The Darkest Hour
- Author: Katherine Howell
- Language: English
- Series: Ella Marconi
- Genre: Crime novel
- Publisher: Pan Macmillan
- Publication date: 1 July 2008
- Publication place: Australia
- Media type: Print
- Pages: 384 pp.
- Awards: 2009 Davitt Award, Readers Choice, winner
- ISBN: 9781405038324
- Preceded by: Frantic
- Followed by: Cold Justice

= The Darkest Hour (Howell novel) =

2008 crime novel by Australian author Katherine Howell

The Darkest Hour is a 2008 crime novel by Australian author Katherine Howell.

It is the second novel in the author's Ella Marconi series of crime novels.

It was the winner of the Davitt Award for Best Adult Novel in 2009.

==Synopsis==
Paramedic Laureen Yates has been threatened by her sister's ex-partner after a stabbing, fearing for her life and her family.
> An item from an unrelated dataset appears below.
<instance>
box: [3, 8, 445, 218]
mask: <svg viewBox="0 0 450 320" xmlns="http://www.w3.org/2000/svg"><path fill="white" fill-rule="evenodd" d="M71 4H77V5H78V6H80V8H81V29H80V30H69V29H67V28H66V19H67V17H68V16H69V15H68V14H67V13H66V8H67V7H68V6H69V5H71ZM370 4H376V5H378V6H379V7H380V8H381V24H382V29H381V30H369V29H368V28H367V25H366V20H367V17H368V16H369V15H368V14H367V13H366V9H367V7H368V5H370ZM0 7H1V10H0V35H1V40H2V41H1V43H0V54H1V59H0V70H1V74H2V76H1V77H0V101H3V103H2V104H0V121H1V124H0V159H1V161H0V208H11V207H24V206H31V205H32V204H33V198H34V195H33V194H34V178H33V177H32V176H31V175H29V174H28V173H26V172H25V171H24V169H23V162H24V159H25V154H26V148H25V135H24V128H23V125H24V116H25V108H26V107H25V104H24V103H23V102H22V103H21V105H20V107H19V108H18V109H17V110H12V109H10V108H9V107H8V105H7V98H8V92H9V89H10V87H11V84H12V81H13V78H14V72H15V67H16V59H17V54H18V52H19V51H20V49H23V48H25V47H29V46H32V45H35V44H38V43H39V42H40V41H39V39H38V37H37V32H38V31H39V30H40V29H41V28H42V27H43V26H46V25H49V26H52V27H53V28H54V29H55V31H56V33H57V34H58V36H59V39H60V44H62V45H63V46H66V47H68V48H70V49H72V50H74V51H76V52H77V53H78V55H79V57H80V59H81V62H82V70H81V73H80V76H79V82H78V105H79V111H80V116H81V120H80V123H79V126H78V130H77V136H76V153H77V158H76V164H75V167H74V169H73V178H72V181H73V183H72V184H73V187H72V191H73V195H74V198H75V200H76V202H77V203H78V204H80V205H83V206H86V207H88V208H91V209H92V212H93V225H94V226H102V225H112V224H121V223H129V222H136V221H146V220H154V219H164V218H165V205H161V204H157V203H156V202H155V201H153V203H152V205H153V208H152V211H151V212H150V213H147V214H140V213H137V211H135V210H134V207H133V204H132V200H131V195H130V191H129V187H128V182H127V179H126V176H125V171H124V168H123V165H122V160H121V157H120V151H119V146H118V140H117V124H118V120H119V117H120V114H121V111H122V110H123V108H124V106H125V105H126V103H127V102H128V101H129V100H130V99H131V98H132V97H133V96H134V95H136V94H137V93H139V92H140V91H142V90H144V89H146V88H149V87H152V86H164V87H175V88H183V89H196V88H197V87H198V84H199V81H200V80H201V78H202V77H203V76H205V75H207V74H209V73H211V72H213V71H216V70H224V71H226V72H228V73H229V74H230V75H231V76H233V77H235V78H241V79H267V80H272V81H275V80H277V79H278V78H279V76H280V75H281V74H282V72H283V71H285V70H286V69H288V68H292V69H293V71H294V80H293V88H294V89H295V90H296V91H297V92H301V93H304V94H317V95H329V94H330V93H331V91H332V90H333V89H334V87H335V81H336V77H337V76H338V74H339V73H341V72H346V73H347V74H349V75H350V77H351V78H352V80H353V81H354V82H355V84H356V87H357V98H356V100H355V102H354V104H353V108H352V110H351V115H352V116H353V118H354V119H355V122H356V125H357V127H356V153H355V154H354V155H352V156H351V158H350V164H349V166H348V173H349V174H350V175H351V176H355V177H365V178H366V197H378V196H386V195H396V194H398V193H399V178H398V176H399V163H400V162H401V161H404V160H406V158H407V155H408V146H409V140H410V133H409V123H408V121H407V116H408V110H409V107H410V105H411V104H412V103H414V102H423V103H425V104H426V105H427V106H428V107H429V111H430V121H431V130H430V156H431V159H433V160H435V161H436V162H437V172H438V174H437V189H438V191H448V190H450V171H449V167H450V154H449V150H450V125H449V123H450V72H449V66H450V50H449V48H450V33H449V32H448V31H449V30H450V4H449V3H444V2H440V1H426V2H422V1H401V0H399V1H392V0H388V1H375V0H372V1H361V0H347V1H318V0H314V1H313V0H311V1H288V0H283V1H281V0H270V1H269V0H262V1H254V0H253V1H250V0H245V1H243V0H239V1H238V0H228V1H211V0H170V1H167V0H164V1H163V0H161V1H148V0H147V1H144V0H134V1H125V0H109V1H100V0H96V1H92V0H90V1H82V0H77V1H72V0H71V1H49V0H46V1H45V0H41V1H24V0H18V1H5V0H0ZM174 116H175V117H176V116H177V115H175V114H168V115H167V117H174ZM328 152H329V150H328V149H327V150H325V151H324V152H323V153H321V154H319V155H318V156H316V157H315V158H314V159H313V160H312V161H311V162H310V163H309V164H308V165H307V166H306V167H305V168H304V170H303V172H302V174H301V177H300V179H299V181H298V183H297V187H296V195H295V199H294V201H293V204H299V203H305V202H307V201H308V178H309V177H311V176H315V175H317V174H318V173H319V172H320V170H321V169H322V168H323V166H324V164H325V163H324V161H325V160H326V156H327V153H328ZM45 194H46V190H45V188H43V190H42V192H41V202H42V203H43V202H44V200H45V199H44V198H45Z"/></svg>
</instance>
But when the same man, Miles Werner, is implicated in another murder she finds Detective Ella Marconi pursuing her.

==Critical reception==
Reviewing the novel for the AustCrimeFiction website Karen Chisholm was initially worried about this being the author's second book, but found the author had "managed to do it again". She concluded that "Katherine Howell writes a damn good story – her plot is faultless, tension and suspense balanced with small havens of down time for both the characters and reader."

== Publication history ==

After the novel's initial publication in 2008 by Pan Macmillan it was reprinted by Pan Books in the UK in 2014. The novel was also translated into Dutch in 2009 and German in 2010.

== Awards ==

- 2009 Davitt Award for Readers Choice, winner

==Notes==
- The author was interviewed about the book and he writing career by Doug Parrington for The Gold Coast Bulletin.